LAWS(GJH)-2021-3-391

JASODABEN RAMANBHAI PARMAR Vs. SWAMI TEWRAN CHARITABLE TRUST

Decided On March 31, 2021
Jasodaben Ramanbhai Parmar Appellant
V/S
Swami Tewran Charitable Trust Respondents

JUDGEMENT

(1.) The petitioner herein has filed the present petition under Articles 226 and 227 of the Constitution of India challenging the impugned award dated 12.01.2007 passed by the Labour Court No.8, Ahmedabad in Reference (L.C.A.) No.771/1998, whereby the Labour Court has rejected the reference of the petitioner.

(2.) According to the petitioner, she was permanent employee of the respondent - Trust and her services were arbitrarily and abruptly terminated and, therefore, the petitioner raised an industrial dispute which was registered as reference as referred to hereinabove. According to her, the said reference came to be rejected by the Labour Court on the ground that the petitioner has not been able to establish that she has worked for 240 days. It is the contention of the petitioner that in the said reference, she has filed statement of claim vide Exhibit 5 on 30.09.1998 and the written statement was filed by the respondent on 14.09.2001. It is also the contended by the petitioner that thereafter, her evidence was recorded vide Exhibit 12 and she was subjected to cross-examination. It is further contended by the petitioner that she has also examined the co-worker vide Exhibit 20. The respondent has not examined any witness nor has produced any documentary evidence except filing of the written statement.

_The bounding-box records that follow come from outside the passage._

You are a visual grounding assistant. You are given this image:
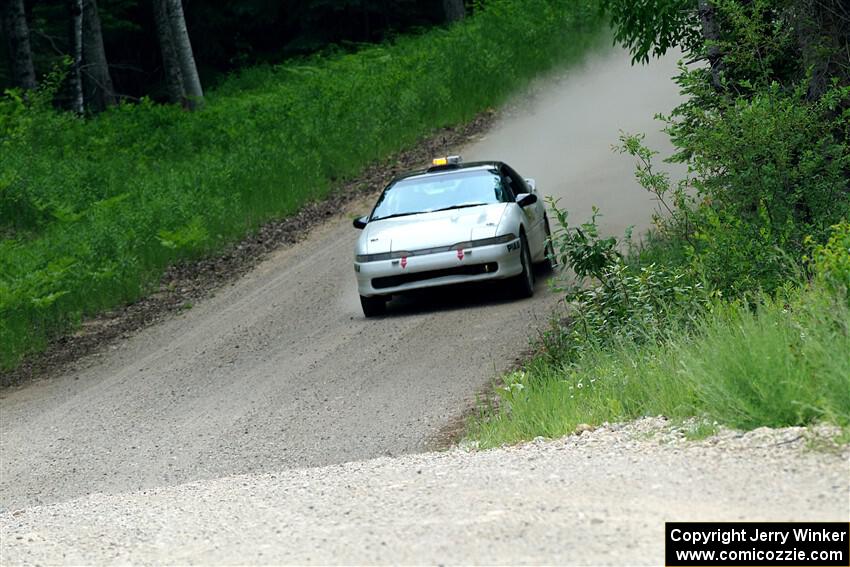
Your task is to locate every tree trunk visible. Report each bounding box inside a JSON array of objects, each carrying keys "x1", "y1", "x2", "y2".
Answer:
[
  {"x1": 0, "y1": 0, "x2": 36, "y2": 90},
  {"x1": 153, "y1": 0, "x2": 186, "y2": 106},
  {"x1": 698, "y1": 0, "x2": 723, "y2": 90},
  {"x1": 443, "y1": 0, "x2": 466, "y2": 22},
  {"x1": 166, "y1": 0, "x2": 204, "y2": 108},
  {"x1": 68, "y1": 0, "x2": 85, "y2": 114},
  {"x1": 82, "y1": 0, "x2": 116, "y2": 112}
]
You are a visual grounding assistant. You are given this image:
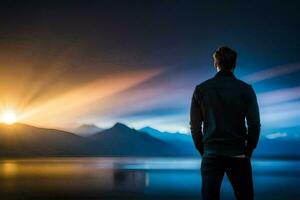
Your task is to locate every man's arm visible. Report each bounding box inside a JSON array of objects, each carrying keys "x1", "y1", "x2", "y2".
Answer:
[
  {"x1": 190, "y1": 87, "x2": 204, "y2": 155},
  {"x1": 245, "y1": 86, "x2": 261, "y2": 157}
]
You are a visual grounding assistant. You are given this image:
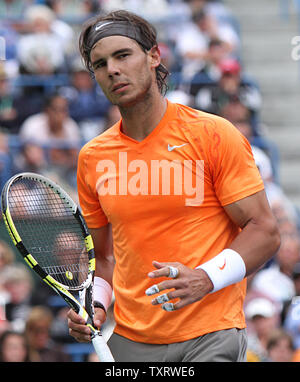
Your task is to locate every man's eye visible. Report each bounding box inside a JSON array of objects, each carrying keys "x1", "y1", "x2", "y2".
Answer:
[{"x1": 94, "y1": 61, "x2": 105, "y2": 69}]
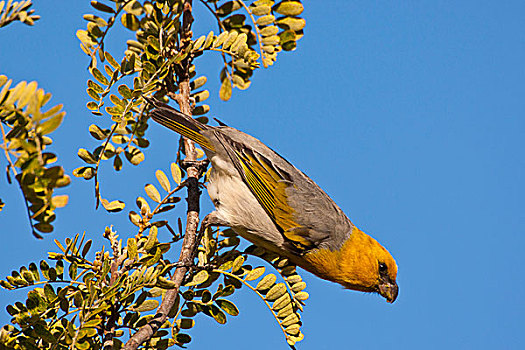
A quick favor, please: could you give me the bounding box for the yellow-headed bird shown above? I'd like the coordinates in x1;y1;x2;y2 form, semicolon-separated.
148;99;398;303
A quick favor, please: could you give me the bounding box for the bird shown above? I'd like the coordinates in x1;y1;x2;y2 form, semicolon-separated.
146;97;399;303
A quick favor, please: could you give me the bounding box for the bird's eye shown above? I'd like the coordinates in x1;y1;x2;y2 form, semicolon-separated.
379;263;387;272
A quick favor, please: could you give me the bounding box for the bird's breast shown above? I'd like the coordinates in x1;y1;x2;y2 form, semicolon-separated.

(3.) An affidavit-in-reply has been filed on behalf of the respondent wherein it has supported the reasoning and ultimate conclusion of the Labour Court rejecting the reference of the petitioner. It is stated therein that there is no error of facts and law in rejecting the reference as the petitioner has failed to prove that she has ever worked for 240 days in a year. It is further stated that petitioner has not proved that she was regular employee of the respondent. It is also stated that the petitioner did not produce any evidence to substantiate her case. It is stated that the petitioner was not in full time employee. It is also stated that non-production of the evidence on behalf of the respondent does not mean that the petitioner shall need not to prove her case. It is stated that the petitioner used to come in the morning for one to one and half hours for doing miscellaneous work on certain days and, therefore, she should not become the employee of the respondent.